From: Filipe Manana <fdmanana@kernel.org>
To: Qu Wenruo <wqu@suse.com>
Cc: linux-btrfs@vger.kernel.org
Subject: Re: [PATCH] btrfs: avoid defragging extents whose next extents are not targets
Date: Tue, 15 Mar 2022 11:15:44 +0000 [thread overview]
Message-ID: <YjB1YO95Vycuhlzo@debian9.Home> (raw)
In-Reply-To: <795e3dee8c4789f845e5e14bfc02c992b86fa2d9.1647306224.git.wqu@suse.com>
On Tue, Mar 15, 2022 at 09:07:52AM +0800, Qu Wenruo wrote:
> [BUG]
> There is a report that autodefrag is defragging single sector, which
> is completely waste of IO, and no help for defragging:
>
> btrfs-cleaner-808 defrag_one_locked_range: root=256 ino=651122 start=0 len=4096
>
> [CAUSE]
> In defrag_collect_targets(), we check if the current range (A) can be merged
> with next one (B).
>
> If mergeable, we will add range A into target for defrag.
>
> However there is a catch for autodefrag, when checking mergebility against
> range B, we intentionally pass 0 as @newer_than, hoping to get a
> higher chance to merge with the next extent.
>
> But in next iteartion, range B will looked up by defrag_lookup_extent(),
> with non-zero @newer_than.
>
> And if range B is not really newer, it will rejected directly, causing
> only range A being defragged, while we expect to defrag both range A and
> B.
>
> [FIX]
> Since the root cause is the difference in check condition of
> defrag_check_next_extent() and defrag_collect_targets(), we fix it by:
>
> 1. Pass @newer_than to defrag_check_next_extent()
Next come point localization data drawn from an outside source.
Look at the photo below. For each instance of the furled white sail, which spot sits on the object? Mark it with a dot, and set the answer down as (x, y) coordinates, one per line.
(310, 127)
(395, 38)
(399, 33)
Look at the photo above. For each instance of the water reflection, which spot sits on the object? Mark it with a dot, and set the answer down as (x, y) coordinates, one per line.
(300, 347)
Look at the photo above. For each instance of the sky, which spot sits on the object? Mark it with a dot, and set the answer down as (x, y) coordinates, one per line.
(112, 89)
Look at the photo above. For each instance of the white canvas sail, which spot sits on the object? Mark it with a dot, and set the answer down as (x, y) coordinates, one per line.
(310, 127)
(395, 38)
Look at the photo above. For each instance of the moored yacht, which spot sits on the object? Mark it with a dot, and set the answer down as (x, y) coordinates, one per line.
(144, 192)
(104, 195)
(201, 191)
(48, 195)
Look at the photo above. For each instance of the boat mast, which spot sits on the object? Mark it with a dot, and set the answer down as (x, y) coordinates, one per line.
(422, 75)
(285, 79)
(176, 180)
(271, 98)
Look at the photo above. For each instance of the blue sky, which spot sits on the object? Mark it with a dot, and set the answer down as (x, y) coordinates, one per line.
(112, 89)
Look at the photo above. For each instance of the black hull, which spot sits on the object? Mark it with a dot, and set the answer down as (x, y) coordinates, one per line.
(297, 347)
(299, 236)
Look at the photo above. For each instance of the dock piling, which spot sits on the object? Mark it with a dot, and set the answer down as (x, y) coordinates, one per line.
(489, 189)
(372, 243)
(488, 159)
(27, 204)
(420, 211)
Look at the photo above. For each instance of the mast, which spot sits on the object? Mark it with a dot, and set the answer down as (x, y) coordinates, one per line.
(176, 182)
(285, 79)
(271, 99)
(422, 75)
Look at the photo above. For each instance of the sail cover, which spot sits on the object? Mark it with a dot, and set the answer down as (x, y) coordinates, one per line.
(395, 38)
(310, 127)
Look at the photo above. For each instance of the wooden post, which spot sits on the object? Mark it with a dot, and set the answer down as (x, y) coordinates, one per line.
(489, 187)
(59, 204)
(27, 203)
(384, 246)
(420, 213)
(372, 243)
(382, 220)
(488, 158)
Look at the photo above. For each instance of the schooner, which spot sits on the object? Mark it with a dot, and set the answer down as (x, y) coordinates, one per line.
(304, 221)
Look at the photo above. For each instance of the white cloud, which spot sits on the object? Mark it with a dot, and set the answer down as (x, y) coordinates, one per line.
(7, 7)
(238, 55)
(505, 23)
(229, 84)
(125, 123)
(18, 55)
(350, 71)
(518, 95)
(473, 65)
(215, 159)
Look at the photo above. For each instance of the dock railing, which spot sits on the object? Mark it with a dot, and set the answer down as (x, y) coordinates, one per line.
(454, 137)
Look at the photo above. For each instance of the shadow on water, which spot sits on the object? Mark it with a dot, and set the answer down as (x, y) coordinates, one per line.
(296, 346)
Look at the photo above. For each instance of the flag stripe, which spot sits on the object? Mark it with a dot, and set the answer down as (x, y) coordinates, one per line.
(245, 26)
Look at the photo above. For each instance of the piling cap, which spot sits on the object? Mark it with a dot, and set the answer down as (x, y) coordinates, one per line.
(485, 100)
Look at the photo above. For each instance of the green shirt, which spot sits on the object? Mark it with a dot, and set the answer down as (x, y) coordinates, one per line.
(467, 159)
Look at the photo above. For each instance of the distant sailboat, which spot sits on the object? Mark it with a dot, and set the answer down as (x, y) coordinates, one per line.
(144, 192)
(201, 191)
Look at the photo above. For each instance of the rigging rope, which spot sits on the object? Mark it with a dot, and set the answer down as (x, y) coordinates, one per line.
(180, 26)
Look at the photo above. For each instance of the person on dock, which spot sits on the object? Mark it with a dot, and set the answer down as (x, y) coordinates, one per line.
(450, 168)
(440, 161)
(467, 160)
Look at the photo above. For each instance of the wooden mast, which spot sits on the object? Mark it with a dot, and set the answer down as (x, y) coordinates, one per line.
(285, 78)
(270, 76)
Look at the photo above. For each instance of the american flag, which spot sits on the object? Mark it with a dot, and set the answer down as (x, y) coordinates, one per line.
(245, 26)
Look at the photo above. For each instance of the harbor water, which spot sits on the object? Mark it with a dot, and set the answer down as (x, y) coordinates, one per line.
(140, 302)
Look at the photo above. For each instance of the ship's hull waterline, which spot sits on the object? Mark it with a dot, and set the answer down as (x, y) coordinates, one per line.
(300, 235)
> 2. Pass @extent_thresh to defrag_check_next_extent()
>
> This makes the check between defrag_collect_targets() and
> defrag_check_next_extent() more consistent.
>
> While there is still some minor difference, the remaining checks are
> focus on runtime flags like writeback/delalloc, which are mostly
> transient and safe to be checked only in defrag_collect_targets().
>
> Issue: 423#issuecomment-1066981856
Where is the issue exactly? It's the first time I'm seeing an Issue tag
for kernel patches. Is this a github issue? If so, which repo? There are
several repos we use for btrfs:
https://github.com/btrfs/linux
https://github.com/kdave/btrfs-devel
https://github.com/kdave/btrfs-progs
https://github.com/btrfs/fstests
etc
Can't we use a Link tag with an URL? That removes any doubts where the
issue is and makes it easier to look at it.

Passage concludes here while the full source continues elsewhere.